The way she spoke the words convinced him this was verbatim not a paraphrase.

“I’m impressed,” he said.

“Why?” she said. “It’s a quirk, not a talent. Like a digital camera, only the images are harder to delete.”

“A useful quirk,” he said.

“Not always. I mean, what earthly use is it for me to know that you have a small hairy mole, ovoid in shape, approximately one square centimeter in area, situated seven centimeters on a fifteen-degree diagonal to the left of your belly button?”

He took a larger bite of his sausage than he’d intended and, after a lot of chewing, managed to say, “It might come in handy if you had to identify my body.”

“No,” she said. “There are other things I’d look for. You haven’t answered my question.”

“Are you worried because it could turn out you’re related to the Gowders?” he asked, laughing.

She didn’t laugh back.

“Only if it turns out the connection’s any closer than a couple of centuries,” she said flatly.

He took her meaning and said, “But the twins would only have been young boys themselves then…”

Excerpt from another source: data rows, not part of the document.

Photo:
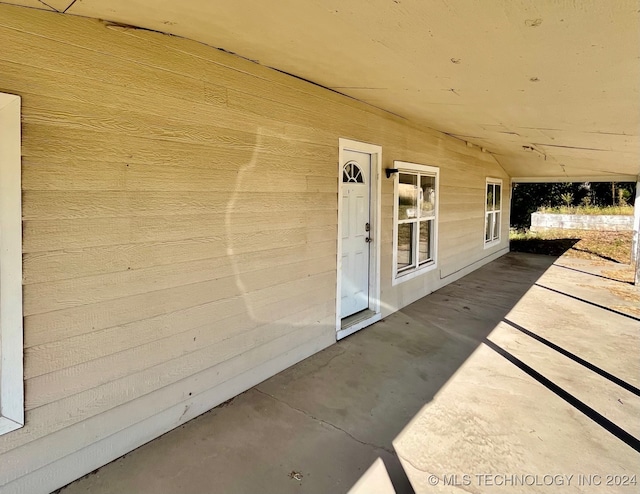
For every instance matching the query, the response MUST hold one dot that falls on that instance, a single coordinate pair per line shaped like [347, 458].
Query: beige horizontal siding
[179, 230]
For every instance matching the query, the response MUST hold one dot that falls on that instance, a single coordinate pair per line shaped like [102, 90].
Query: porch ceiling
[549, 87]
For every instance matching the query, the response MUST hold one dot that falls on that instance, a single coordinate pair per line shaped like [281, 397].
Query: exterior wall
[548, 221]
[179, 230]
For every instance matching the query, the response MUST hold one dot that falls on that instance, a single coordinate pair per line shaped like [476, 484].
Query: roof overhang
[550, 87]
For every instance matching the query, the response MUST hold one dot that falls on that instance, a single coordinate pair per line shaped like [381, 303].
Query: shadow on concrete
[373, 383]
[318, 426]
[598, 418]
[596, 275]
[593, 368]
[550, 247]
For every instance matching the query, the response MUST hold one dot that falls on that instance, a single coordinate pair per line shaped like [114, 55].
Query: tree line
[528, 198]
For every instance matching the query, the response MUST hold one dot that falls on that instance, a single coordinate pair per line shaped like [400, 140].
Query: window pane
[407, 196]
[405, 245]
[424, 253]
[488, 227]
[428, 195]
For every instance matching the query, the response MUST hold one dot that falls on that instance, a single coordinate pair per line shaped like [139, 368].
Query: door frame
[374, 254]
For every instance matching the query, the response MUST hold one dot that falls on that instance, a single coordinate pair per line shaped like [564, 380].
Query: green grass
[584, 244]
[589, 210]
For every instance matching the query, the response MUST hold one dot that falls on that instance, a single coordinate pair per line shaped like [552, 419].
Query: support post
[635, 246]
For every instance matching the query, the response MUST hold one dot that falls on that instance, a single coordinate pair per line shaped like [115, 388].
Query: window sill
[412, 274]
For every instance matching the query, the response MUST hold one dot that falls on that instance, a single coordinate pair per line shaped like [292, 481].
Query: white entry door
[356, 230]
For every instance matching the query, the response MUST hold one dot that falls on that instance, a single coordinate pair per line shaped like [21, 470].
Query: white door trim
[374, 210]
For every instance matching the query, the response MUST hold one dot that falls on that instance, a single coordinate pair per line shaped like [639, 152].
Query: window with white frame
[493, 211]
[415, 220]
[11, 372]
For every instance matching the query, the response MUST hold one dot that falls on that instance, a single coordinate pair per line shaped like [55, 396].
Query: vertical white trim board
[11, 338]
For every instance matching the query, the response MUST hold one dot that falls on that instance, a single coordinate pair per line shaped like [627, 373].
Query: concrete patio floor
[523, 372]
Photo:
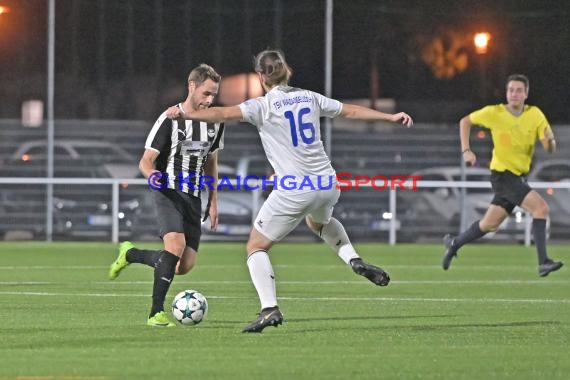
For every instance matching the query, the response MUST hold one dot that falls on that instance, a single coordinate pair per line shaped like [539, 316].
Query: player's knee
[542, 211]
[313, 225]
[489, 226]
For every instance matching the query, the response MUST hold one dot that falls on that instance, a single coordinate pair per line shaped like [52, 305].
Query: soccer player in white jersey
[287, 119]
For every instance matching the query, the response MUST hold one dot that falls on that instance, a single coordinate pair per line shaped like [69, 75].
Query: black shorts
[510, 189]
[179, 212]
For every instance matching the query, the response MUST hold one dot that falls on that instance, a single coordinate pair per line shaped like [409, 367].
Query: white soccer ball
[189, 307]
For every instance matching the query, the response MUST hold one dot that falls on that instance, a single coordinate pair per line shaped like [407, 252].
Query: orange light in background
[481, 41]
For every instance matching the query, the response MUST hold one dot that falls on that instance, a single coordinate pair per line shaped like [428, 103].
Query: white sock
[263, 278]
[335, 236]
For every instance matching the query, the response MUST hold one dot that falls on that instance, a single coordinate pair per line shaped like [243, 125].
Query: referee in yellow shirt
[514, 127]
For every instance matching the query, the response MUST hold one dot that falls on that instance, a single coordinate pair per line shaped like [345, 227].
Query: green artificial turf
[489, 317]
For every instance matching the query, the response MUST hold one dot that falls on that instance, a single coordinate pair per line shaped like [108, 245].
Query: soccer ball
[189, 307]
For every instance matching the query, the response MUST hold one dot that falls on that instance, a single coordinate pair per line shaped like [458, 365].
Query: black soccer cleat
[549, 266]
[449, 253]
[375, 274]
[270, 316]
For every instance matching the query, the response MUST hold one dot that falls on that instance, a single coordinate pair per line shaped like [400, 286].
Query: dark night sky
[109, 50]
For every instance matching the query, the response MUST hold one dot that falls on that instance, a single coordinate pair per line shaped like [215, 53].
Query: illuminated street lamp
[481, 41]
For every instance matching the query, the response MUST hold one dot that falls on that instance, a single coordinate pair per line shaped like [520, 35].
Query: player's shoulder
[162, 120]
[491, 109]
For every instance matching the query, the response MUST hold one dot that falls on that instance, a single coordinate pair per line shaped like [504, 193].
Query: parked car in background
[432, 212]
[80, 211]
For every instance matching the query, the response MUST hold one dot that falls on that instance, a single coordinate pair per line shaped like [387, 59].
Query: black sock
[143, 256]
[467, 236]
[539, 233]
[163, 275]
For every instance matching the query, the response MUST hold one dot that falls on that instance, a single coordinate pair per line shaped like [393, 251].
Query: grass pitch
[489, 317]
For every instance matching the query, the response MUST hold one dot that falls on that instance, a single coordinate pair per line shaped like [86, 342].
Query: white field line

“There was their father. He sounds to have been a piece of work. Look, Mig, someone got Pam pregnant and it certainly wasn’t the Angel of the Lord.”

Before he could reply, Edie Appledore’s voice floated through the doorway.

“Sam, telephone!”

“Excuse me,” said Sam.

In the kitchen Mrs. Appledore said rather disapprovingly, “It’s Noddy Melton.”

Sam picked up the phone. Behind her she could hear the landlady working at the sink. Fair enough, it was her kitchen, but if this got private, Sam would have no compunction in asking her to leave.

She said, “Hi, Mr. Melton. Sam Flood here.”

“Good morning, Miss Flood,” said the little man’s precise voice. “How are you this morning?”

“I’m fine. How about you?”

“I’m well. It occurred to me after listening to you last evening that in some important respects the case has altered, as they say.”

“Which case would that be, Mr. Melton?”

“Which indeed? You ask such good questions, Miss Flood. If you have a moment this morning, perhaps I can help you find answers to match. Any time. Good day.”

Sam replaced the receiver.

“Thanks, Edie,” she said.

“My pleasure. Listen, I know you’re desperate for answers, but be careful when you’re dealing with Noddy.”

“That’s more or less what you said to me that first day in the bar,” said Sam.

“The difference is you’ve spoken with him since then, so now you’ll know what I’m talking about,” said Mrs. Appledore. “I daresay he’s been filling you in on his own personal history of Illthwaite. Vigilante village, that’s how he sees us, right? The place where they killed Billy Knipp ’cos everyone knew he was a nasty little tearaway; and got rid of my man, Artie, ’cos he wanted to sell up here and take me back to Oldham. Above all, of course, he probably hinted that they took young Mary Croft and dropped her into Mecklin Moss rather than risk her marrying the local bobby.”

“He might have said something,” said Sam. “If he did, what’s the party line?”

“Billy Knipp came off his bike swerving to avoid a troop of boy scouts trekking along a lane he was driving down too fast. Only decent thing the lad ever did. Seventeen witnesses. As for my Artie, it was his second coronary that killed him. After the first he was told to lose weight and give up the fags. He did neither. One witness. Me.”

“And Mary Croft?”

“She was another wild one. Only took up with young Noddy to disoblige her dad, who she hated. Got on well with her stepmother, though. That’s why it was her she rang to say she was OK after she took off to London. God knows what she got up to down there, but a few years later, when the old man died, her stepmum sold up and went off to join her and split the inheritance. There was only about eight years between them and they settled down to run a taberna on the Costa Brava. Still do, from what I hear.”